De cómo unos y otros ven “La pietra del paragone”

He aquí las diferentes críticas publicadas sobre el último Rossini del Real. Leanlas primero y luego lean mi conclusión.

EL PAÍS:
Un derroche de inteligencia
J. Á. VELA DEL CAMPO
EL PAÍS – Cultura – 26-03-2007
Rossini se ha instalado en el Teatro Real hasta mediados de abril con una producción en clave de comedia elegante, rebosante de inteligencia y belleza plástica, que viene del Festival de Pesaro, donde se estrenó en 2002 con un éxito colosal. Es una bendición de los cielos poder escuchar este Rossini en Madrid con los aires de crispación que flotan en el ambiente. El compositor italiano es un bálsamo para los sentidos, una medicina que no falla, un relajante absoluto.

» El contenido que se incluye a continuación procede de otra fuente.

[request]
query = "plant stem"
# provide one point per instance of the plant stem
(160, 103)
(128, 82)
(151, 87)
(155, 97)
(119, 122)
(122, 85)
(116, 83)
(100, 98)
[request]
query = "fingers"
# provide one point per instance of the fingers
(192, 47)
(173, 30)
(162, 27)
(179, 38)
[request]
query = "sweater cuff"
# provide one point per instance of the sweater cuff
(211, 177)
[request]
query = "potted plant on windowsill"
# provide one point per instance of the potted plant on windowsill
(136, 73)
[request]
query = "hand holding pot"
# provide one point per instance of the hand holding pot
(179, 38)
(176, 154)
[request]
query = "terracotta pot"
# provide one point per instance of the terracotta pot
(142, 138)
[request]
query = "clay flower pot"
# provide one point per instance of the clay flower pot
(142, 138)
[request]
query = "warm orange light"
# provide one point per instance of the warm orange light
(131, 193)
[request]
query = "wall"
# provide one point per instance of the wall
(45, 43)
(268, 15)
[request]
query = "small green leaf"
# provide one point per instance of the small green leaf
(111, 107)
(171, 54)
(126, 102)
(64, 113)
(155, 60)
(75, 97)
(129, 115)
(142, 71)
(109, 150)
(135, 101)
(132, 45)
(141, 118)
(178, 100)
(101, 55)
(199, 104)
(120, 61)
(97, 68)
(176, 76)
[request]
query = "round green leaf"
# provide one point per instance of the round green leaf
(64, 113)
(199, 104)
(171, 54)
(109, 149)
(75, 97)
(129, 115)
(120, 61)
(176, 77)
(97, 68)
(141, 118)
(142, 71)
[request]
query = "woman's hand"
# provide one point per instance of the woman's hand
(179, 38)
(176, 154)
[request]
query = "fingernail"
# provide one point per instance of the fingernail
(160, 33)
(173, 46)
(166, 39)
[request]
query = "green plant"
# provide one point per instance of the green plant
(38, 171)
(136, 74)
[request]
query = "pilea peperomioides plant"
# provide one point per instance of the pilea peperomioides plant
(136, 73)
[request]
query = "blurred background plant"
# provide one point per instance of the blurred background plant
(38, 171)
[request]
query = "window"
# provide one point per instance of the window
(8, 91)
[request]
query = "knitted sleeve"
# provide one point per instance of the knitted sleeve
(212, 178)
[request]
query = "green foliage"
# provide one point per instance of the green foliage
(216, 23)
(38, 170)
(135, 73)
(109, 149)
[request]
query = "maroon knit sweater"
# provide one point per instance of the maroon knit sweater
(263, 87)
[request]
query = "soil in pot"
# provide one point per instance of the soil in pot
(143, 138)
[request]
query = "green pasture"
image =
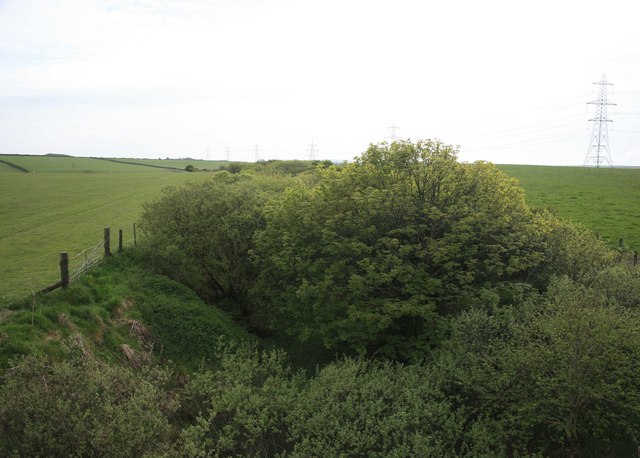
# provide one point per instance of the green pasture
(65, 164)
(605, 200)
(43, 214)
(65, 204)
(178, 163)
(4, 168)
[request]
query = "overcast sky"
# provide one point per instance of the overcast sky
(508, 81)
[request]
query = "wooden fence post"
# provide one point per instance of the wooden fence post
(107, 242)
(64, 270)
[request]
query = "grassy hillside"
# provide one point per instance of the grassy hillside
(604, 200)
(65, 164)
(5, 168)
(178, 163)
(42, 214)
(118, 303)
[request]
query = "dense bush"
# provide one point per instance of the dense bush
(483, 328)
(373, 257)
(200, 234)
(553, 376)
(83, 408)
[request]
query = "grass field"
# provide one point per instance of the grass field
(605, 200)
(179, 163)
(61, 164)
(42, 214)
(67, 202)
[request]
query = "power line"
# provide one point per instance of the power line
(312, 150)
(393, 137)
(598, 152)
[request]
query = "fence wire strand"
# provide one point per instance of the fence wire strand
(84, 260)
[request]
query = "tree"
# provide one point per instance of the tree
(374, 256)
(200, 234)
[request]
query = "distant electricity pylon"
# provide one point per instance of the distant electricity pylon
(393, 137)
(598, 152)
(312, 150)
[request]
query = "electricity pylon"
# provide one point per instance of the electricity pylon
(598, 152)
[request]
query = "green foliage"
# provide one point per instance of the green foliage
(43, 214)
(201, 234)
(604, 200)
(242, 407)
(359, 408)
(96, 313)
(83, 408)
(569, 250)
(555, 377)
(379, 251)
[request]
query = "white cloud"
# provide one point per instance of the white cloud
(181, 77)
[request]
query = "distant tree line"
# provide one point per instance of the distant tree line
(445, 318)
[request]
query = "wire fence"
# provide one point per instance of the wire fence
(84, 261)
(74, 267)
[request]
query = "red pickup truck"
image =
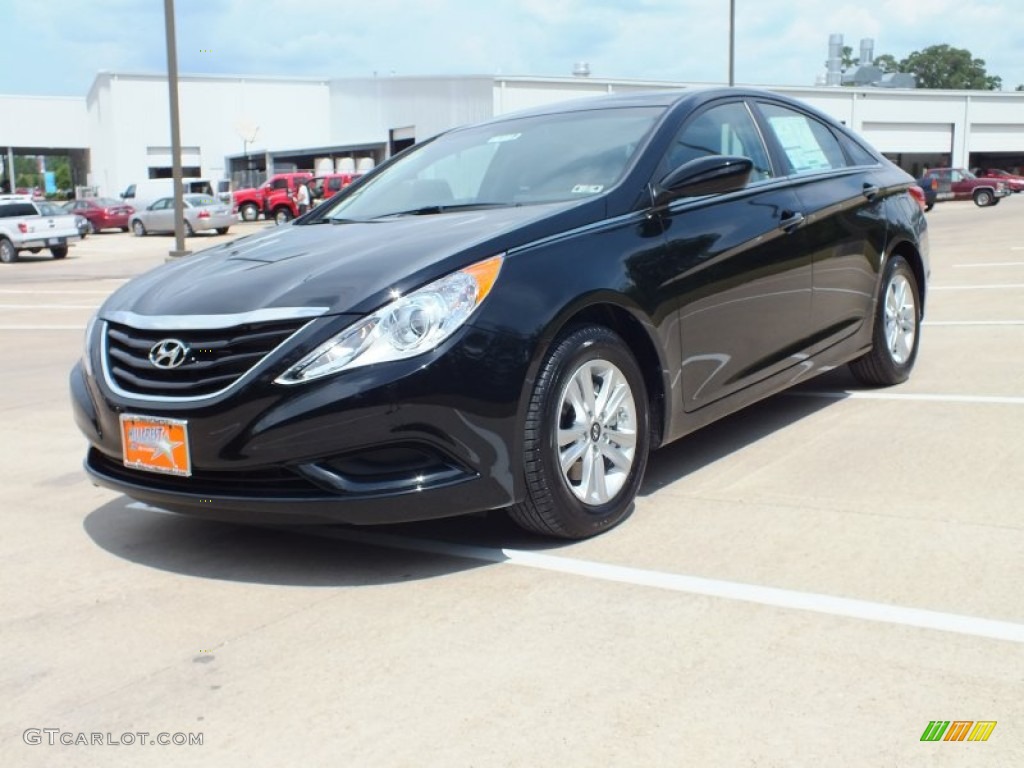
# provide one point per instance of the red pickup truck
(957, 183)
(274, 199)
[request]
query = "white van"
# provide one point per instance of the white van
(142, 193)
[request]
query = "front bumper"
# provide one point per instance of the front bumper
(409, 440)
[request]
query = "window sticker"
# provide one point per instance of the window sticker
(799, 143)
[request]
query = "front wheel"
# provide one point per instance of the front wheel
(585, 438)
(897, 329)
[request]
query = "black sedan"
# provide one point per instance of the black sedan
(510, 315)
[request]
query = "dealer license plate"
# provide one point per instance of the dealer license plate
(156, 444)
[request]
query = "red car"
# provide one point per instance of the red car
(102, 213)
(1014, 181)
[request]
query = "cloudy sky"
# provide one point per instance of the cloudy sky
(56, 46)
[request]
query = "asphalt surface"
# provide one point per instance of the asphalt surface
(809, 583)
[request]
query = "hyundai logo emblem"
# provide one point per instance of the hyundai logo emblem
(168, 353)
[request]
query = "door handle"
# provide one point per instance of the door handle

Tiene además este espectáculo dos bazas que lo sitúan a niveles de excepcionalidad. La primera de ellas es la dirección musical de Alberto Zedda, el gran rossiniano de nuestro tiempo, por su capacidad de transmitir un impulso vital que integra factores tan fundamentales en Rossini como la abstracción de la música y el tono de comedia de caracteres. Sacó de la Sinfónica de Madrid una lectura llena de lucidez, de melancolía, de humor de sonrisa sin caer en lo bufo, de humanismo, de ternura. Extraordinario.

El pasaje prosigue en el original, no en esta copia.